Хотя покуда ни одно из чтений не оправдало этого подозрения, было совершенно неоспоримо, что поэт, который выступал на стольких вечерах и которого приглашали в столько домов, достаточно хорошо знал это общество, его салоны и его погреба и, безусловно, мог бы написать такой роман. Не то чтобы он в самом деле писал, но все вдруг до ужаса отчетливо поняли, что он мог бы его написать, и не в последнюю очередь именно поэтому Рим начал не доверять Овидию, избегать его, а в итоге ненавидеть. Но звезда Назона долгое время казалась негасимой и все еще была на восходе, даже когда во многих домах поэта уже встречали с открытой враждебностью. А в результате одного скандала известность его достигла народных масс, и теперь его имя было втиснуто в газетные шапки, так же грубо и неуклюже, как имя какого-нибудь победоносного атлета или киноактера.

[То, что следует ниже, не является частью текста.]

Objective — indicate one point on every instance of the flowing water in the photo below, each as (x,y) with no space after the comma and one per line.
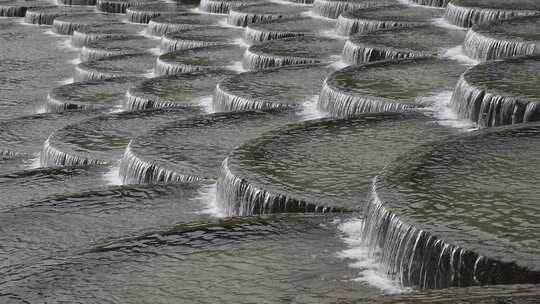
(228,151)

Скандал начался жарким сентябрьским вечером, когда в одном из небольших театров играли премьеру комедии. Пьеса, довольно рыхлая вереница сцен под названием Мидас, судя по расклеенным на деревьях большого бульвара афишам представлявшая собой очередной отрывок из загадочного, незавершенного Назонова труда, повествовала о буквально помешанном на музыке судовладельце из Генуи; от безумной его алчности все, к чему он прикасался, становилось золотом — сперва это был только гравий садовой дорожки, лепные розы и сноп соломы, но мало-помалу у судовладельца обращались в металл и охотничьи собаки, и фрукты, которые он срывал, и вода, в которой он хотел искупаться, и, наконец, люди, которых он ласкал, хватал за шиворот или колотил. В финале этот горемыка, заскорузлый от грязи, тощий как скелет, сидел в золотой пустыне, окруженный тускло мерцающими скульптурами своих близких, и посреди этого металлического мира читал гулкий монолог — не только проклиная деньги, но и остроумно высмеивая всех, кто их жаждет. В этом монологе — а его то и дело прерывали аплодисменты и хохот публики — наконец-то прозвучали спрятанные в палиндромах и акростихах имена известных всему городу президентов наблюдательных советов, депутатов и судей… Арматор все ж таки спасся от своего проклятия и от голода, променяв их на другую, менее жестокую судьбу, уши у него вытянулись и обросли волосами, голос же стал скрипучим и заунывным, как у осла. Так он ушел со сцены. Публика гоготала от восторга и бросала на подмостки плюшевые подушки и цветы. Три вечера кряду в театре был аншлаг, а воздух, пропитанный запахом духов и пота множества зрителей, был настолько тяжел, что билетеры даже и во время спектакля опрыскивали зал хвойным освежителем из пузатых флаконов.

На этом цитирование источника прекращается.